RIA Novosti cadre les blackouts comme une nécessité de la guerre : les drones ukrainiens utilisent les réseaux mobiles pour la navigation, et couper internet à Moscou protège la population. Le narratif de « forteresse assiégée » justifie tout sacrifice. Les quatre opérateurs majeurs (MTS, Megafon, Beeline, T2) sont présentés comme des partenaires patriotiques de l'effort de guerre.
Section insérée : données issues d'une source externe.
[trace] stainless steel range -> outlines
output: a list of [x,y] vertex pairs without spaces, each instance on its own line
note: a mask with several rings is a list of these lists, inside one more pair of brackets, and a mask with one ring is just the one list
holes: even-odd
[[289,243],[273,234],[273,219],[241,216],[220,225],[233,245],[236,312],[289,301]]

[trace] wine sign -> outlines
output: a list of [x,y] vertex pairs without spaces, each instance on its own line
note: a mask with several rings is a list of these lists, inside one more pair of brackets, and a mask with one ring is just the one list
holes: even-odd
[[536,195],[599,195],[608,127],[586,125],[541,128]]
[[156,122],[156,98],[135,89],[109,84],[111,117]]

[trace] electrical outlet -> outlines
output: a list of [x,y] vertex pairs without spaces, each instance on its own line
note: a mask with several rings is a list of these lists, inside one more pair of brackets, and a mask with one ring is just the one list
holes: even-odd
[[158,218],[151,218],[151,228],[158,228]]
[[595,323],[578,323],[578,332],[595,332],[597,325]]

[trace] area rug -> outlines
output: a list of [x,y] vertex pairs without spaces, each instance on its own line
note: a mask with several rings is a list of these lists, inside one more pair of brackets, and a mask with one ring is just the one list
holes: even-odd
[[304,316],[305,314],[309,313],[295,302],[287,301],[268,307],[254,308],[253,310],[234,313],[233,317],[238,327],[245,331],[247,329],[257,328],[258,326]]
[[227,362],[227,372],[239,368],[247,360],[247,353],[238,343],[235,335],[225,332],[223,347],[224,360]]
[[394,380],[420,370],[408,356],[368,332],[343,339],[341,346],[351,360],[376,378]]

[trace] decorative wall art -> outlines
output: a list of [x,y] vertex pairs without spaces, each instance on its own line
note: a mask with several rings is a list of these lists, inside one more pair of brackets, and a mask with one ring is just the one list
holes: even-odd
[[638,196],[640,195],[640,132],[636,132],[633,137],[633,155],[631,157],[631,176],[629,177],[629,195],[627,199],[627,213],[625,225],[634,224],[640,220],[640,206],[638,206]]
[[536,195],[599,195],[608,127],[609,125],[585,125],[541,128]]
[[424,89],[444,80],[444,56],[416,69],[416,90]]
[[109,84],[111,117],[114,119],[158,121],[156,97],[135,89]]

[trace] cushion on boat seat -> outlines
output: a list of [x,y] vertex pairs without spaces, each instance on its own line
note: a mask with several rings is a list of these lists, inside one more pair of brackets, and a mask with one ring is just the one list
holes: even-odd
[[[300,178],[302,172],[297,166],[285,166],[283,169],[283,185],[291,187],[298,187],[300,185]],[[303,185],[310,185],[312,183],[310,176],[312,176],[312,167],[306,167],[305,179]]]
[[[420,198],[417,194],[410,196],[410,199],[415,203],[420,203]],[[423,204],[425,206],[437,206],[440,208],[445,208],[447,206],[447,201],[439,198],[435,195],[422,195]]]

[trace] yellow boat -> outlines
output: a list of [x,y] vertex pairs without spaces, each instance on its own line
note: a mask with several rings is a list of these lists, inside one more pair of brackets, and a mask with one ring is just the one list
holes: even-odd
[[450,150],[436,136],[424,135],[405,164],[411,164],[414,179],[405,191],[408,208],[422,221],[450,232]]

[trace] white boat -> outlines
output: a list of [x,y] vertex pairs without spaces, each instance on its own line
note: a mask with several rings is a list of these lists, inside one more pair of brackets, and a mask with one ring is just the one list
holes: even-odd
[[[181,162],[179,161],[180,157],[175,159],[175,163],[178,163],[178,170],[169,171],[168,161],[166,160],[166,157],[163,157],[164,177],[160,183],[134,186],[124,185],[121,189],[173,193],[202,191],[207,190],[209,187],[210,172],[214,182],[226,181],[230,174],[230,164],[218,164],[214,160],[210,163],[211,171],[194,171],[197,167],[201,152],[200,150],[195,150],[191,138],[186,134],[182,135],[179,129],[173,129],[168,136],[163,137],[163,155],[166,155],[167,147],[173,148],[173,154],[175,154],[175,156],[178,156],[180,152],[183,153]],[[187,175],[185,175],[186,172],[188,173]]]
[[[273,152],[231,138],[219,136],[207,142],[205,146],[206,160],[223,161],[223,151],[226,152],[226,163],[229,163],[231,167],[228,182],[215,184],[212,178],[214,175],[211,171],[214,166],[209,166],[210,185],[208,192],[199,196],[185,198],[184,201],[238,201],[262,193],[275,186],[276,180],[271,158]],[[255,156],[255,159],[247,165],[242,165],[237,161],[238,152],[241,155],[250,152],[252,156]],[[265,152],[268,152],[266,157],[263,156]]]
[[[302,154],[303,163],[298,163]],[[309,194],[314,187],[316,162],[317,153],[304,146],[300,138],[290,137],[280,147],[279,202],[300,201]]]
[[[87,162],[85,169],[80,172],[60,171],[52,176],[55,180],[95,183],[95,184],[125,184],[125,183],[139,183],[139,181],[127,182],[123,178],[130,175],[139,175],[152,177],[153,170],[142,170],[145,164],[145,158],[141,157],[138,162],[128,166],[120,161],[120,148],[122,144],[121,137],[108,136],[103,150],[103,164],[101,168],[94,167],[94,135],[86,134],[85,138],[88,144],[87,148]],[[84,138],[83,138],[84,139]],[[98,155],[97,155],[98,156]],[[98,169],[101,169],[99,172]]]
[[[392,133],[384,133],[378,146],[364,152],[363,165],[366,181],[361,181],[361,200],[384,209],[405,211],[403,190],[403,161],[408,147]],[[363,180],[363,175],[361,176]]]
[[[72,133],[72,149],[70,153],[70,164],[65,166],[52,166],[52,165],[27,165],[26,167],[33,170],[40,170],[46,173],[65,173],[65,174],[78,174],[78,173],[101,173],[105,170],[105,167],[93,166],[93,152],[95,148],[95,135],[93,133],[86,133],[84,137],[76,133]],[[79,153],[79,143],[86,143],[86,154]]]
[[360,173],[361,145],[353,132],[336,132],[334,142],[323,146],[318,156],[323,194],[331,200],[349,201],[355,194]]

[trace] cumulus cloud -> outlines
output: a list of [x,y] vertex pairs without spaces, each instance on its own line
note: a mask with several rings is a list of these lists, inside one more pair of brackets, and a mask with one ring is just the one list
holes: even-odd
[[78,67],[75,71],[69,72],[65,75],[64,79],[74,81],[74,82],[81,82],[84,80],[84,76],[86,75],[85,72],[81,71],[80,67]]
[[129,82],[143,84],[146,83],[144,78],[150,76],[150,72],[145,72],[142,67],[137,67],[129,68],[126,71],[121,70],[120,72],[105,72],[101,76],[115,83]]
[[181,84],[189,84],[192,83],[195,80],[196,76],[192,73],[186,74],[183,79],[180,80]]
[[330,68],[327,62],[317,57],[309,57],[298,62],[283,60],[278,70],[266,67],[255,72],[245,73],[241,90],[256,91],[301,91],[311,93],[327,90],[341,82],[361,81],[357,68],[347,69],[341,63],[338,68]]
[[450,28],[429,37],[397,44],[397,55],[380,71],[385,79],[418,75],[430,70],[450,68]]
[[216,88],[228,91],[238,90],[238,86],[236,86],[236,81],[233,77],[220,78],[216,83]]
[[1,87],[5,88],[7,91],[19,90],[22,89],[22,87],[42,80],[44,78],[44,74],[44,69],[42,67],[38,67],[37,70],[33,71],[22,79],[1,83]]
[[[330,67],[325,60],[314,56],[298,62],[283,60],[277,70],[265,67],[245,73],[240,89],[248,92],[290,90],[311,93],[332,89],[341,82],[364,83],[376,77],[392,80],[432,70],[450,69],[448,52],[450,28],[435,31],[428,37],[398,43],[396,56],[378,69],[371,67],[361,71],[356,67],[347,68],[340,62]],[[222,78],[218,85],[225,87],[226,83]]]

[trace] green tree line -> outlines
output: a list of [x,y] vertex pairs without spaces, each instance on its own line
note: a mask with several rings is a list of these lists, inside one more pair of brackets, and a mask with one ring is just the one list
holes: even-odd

RT, la chaîne internationale, est remarquablement silencieuse sur le sujet pour son audience occidentale, préférant parler de la crise énergétique provoquée par la guerre américaine en Iran. Le contraste est flagrant : RT dénonce la « censure occidentale » des médias russes tout en ignorant le blackout internet imposé à ses propres citoyens.
Novaya Gazeta, depuis l'exil, est la seule voix à décortiquer la chronologie : les coupures ont commencé le 5 mars, la veille de l'entrée en vigueur de la loi FSB, suggérant une planification plutôt qu'une réaction aux menaces de drones. Le journal note que les coupures touchent Moscou, la ville la plus connectée et la plus susceptible de protester.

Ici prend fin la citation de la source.